I’ve been doing some profiling lately and I’ve encountered one case which is driving me nuts. The following is a piece of unsafe C# code which basically copies a source sample buffer to a target buffer with a different sample rate. As it is now, it takes up ~0.17% of the total processing time per frame. What I don’t get is that if I use floats instead of doubles, the processing time will raise to 0.38%. Could someone please explain what’s going on here?
Fast version (~17%)
double rateIncr = ...
double readOffset = ...
double offsetIncr = ...
float v = ... // volume
// Source and target buffers.
float* src = ...
float* tgt = ...
for( var c = 0; c < chunkCount; ++c)
{
for( var s = 0; s < chunkSampleSize; ++s )
{
// Source sample
var iReadOffset = (int)readOffset;
// Interpolate factor
var k = (float)readOffset - iReadOffset;
// Linearly interpolate 2 contiguous samples and write result to target.

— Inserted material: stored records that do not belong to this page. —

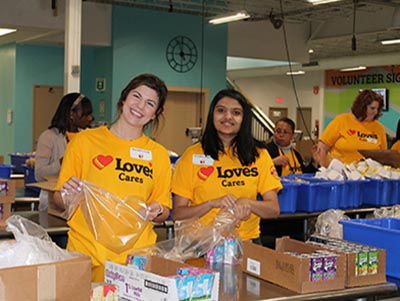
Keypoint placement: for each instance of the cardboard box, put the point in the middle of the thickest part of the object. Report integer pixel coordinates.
(62, 281)
(7, 198)
(151, 283)
(354, 280)
(49, 185)
(289, 271)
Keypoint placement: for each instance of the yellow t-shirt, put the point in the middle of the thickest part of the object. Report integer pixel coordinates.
(200, 179)
(345, 135)
(140, 167)
(396, 145)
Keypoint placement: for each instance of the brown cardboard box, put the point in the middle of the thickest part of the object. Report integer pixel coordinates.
(353, 280)
(6, 200)
(49, 185)
(286, 270)
(62, 281)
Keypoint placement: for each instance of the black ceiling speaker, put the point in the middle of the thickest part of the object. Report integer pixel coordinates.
(276, 22)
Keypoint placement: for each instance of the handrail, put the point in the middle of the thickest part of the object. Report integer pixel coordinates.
(263, 127)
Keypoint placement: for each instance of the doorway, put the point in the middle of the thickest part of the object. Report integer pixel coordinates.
(277, 113)
(184, 108)
(45, 103)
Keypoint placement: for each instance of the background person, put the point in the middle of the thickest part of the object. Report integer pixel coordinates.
(287, 160)
(358, 129)
(73, 114)
(227, 168)
(96, 155)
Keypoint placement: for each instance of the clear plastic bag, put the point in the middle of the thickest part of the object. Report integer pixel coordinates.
(328, 223)
(194, 239)
(32, 245)
(115, 223)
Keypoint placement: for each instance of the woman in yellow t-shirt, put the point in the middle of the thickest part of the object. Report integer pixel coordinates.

*tgt++ += (src[ iReadOffset ] * (1f - k) + src[ iReadOffset + 1 ] * k) * v;
// Increment source offset.
readOffset += offsetIncr;
}
// Increment sample rate
offsetIncr += rateIncr;
}
Slow version (~38%)
float rateIncr = ...
float readOffset = ...
float offsetIncr = ...
float v = ... // volume
// Source and target buffers.
float* src = ...
float* tgt = ...
for( var c = 0; c < chunkCount; ++c)
{
for( var s = 0; s < chunkSampleSize; ++s )
{
var iReadOffset = (int)readOffset;
// The cast to float is removed
var k = readOffset - iReadOffset;
*tgt++ += (src[ iReadOffset ] * (1f - k) + src[ iReadOffset + 1 ] * k) * v;
readOffset += offsetIncr;
}
offsetIncr += rateIncr;
}
Odd version(~22%)
float rateIncr = ...
float readOffset = ...
float offsetIncr = ...
float v = ... // volume
// Source and target buffers.
float* src = ...
float* tgt = ...
for( var c = 0; c < chunkCount; ++c)
{
for( var s = 0; s < chunkSampleSize; ++s )
{
var iReadOffset = (int)readOffset;
var k = readOffset - iReadOffset;
// By just placing this test it goes down from 38% to 22%,
// and the condition is NEVER met.
if( (k != 0) && Math.Abs( k ) < 1e-38 )
{
Console.WriteLine( "Denormalized float?" );
}
*tgt++ += (src[ iReadOffset ] * (1f - k) + src[ iReadOffset + 1 ] * k) * v;
readOffset += offsetIncr;
}
offsetIncr += rateIncr;
}
All I know by now is that I know nothing
Are you running this on a 64 or 32 bit processor? My experience has been that in some edge cases there are optimisations the CPU can do with low level functionality like this if the size of your object matches the size of the registers (even though you may assume that two floats would fit neatly in a 64 bit register you may still lose the optimisation benefit). You may find the situation reversed if you run it on a 32 bit system…
A quick search and the best I can do for a cite on this is a couple of posts to C++ game development forums (it was during my one year in game dev that I noticed this myself, but then that was the only time I was profiling to this level). This post has some interesting disassembly results from a C++ method that may be applicable at a very low level.
Another thought:
This article from MSDN goes into a lot of the internal specifics of using floats in .NET primarily to address the problematic issue of float comparison. There is one interesting paragraph from it which sums up the CLR spec for handling float values:
So your floats may not actually be floats when operations are being performed against them, instead they could be 80-bit numbers on a x87 FPU or anything else that the compiler may think is an optimisation or required for calculation accuracy. Without looking in the IL you won’t know for sure, but there could be many costly casts when you are working with floats that don’t hit when you are using doubles. It’s a shame that you can’t define the required precision for floating point operations in C# as you can through the fp switches in C++, since that would stop the compiler from putting everything into a larger container before operating on it.